Is Football Close To Godliness For NFL Fans?

Mike Licht via flickr

Around the metro area, Sunday, families reconnected for the first time in months. Naps were taken, priests and pastors delivered fully developed homilies and sermons and people actually had extended conversations without one eye cocked to the television.

The reason? The Ravens didn’t play yesterday.

It really is that simple. In a nation where schisms divide the populace along musical, cultural and political lines, the one thing on which people find commonality is a love of football.

True story: After my church service ended Sunday, I walked into a room with 10 women ranging in age from the teens to the decidedly seasoned.

There was one television set in the room and nearly everyone in the room was watching the football game between the Cincinnati Bengals and New Orleans Saints.
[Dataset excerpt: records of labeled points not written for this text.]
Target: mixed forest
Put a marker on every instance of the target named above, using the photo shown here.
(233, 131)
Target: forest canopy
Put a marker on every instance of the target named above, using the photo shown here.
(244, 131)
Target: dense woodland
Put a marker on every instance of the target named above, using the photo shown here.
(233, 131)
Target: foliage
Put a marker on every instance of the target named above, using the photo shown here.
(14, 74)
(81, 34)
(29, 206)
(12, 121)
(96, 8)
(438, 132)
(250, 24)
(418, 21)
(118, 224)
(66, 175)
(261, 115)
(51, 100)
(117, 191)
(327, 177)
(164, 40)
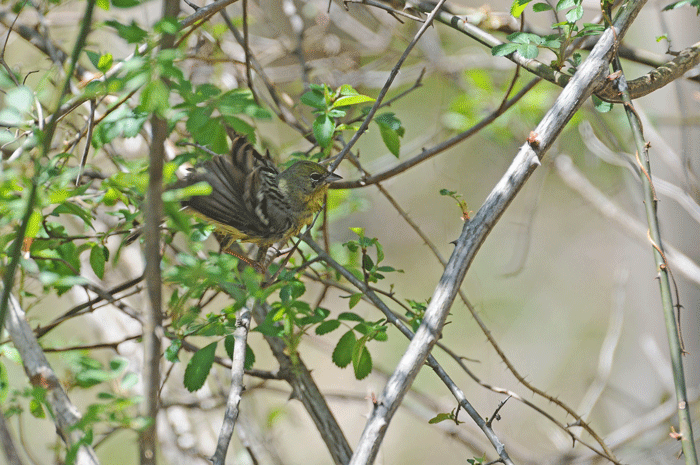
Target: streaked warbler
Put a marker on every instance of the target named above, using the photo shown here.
(252, 201)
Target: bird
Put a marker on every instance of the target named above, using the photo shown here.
(252, 201)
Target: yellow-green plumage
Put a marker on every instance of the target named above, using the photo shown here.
(252, 201)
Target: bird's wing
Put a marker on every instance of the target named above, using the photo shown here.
(238, 181)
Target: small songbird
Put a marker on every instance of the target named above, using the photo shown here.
(252, 201)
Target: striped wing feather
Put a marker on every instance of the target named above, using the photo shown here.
(239, 181)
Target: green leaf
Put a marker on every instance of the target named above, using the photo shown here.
(97, 261)
(601, 105)
(564, 4)
(172, 351)
(199, 367)
(342, 354)
(440, 417)
(229, 341)
(249, 358)
(518, 6)
(391, 130)
(314, 100)
(4, 383)
(529, 51)
(36, 409)
(105, 62)
(349, 316)
(132, 33)
(126, 3)
(504, 49)
(20, 98)
(574, 14)
(355, 299)
(367, 263)
(539, 7)
(352, 100)
(361, 361)
(154, 97)
(324, 127)
(327, 327)
(34, 225)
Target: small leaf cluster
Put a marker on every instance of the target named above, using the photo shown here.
(113, 410)
(416, 314)
(370, 270)
(680, 3)
(329, 106)
(353, 349)
(460, 202)
(452, 416)
(528, 44)
(290, 318)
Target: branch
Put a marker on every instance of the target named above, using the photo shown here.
(240, 336)
(587, 79)
(65, 414)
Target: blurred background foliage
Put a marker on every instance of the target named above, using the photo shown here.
(569, 295)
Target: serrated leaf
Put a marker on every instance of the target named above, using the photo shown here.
(327, 327)
(199, 367)
(342, 354)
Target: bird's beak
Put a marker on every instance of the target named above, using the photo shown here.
(332, 177)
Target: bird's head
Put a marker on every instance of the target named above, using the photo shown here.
(305, 182)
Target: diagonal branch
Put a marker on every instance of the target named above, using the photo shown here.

Yes, football, and particularly the NFL has long been our national religion, our universal obsession. And there are few, if any signs that that football’s gravitational pull on the populace will lessen any time soon.

You might have thought that with the events of the offseason, where, for instance, former Ravens running back Ray Rice was caught on camera punching his then fiancée in the elevator of an Atlantic City casino, our great fixation might lessen.

The Rice video launched a long needed national conversation about how women are treated in our society and about what we do to counter the scourge of domestic violence.

In the process, we learned that the NFL, under the leadership of commissioner Roger Goodell, has been severely negligent in how it deals with the issue.

Goodell badly mangled Rice’s initial punishment, handing a mere two game suspension, then grossly overcompensated once the video of the incident was made public by a tabloid website.

The league’s reputation has been seriously compromised, but fans appear to have separated the misdoings of management from the game itself.

Far from abandoning the NFL, fans continue to embrace the game. The two most popular network television programs each week through the first two months of the new fall prime time schedule were Sunday night NFL games, followed by Thursday night NFL games.

And if there are signs that the NFL is any less popular here in Baltimore, the seeming epicenter of the conflict, they certainly aren’t apparent.

The stands at the Ravens’ stadium are still teeming, even amid stories that the team’s management may not have been forthcoming about what it knew about Rice.

Folks here, like they do in other NFL cities where players have run afoul of convention and maybe the law, seem to be able to compartmentalize whatever disgust they have for what Rice did and root the Ravens on without reservation.

So, as the team returns to work from a week off, they’ll approach the final six regular season games with a 6-4 record. It’s not stellar, to be sure, but they have a decent chance to make the playoffs with a solid push.

Perhaps more significantly, the Ravens will resume their role as arguably the most unifying force in our community, the source of conversation from Westminster to Dundalk and plenty of places in between.

And life will go back to normal on Sundays.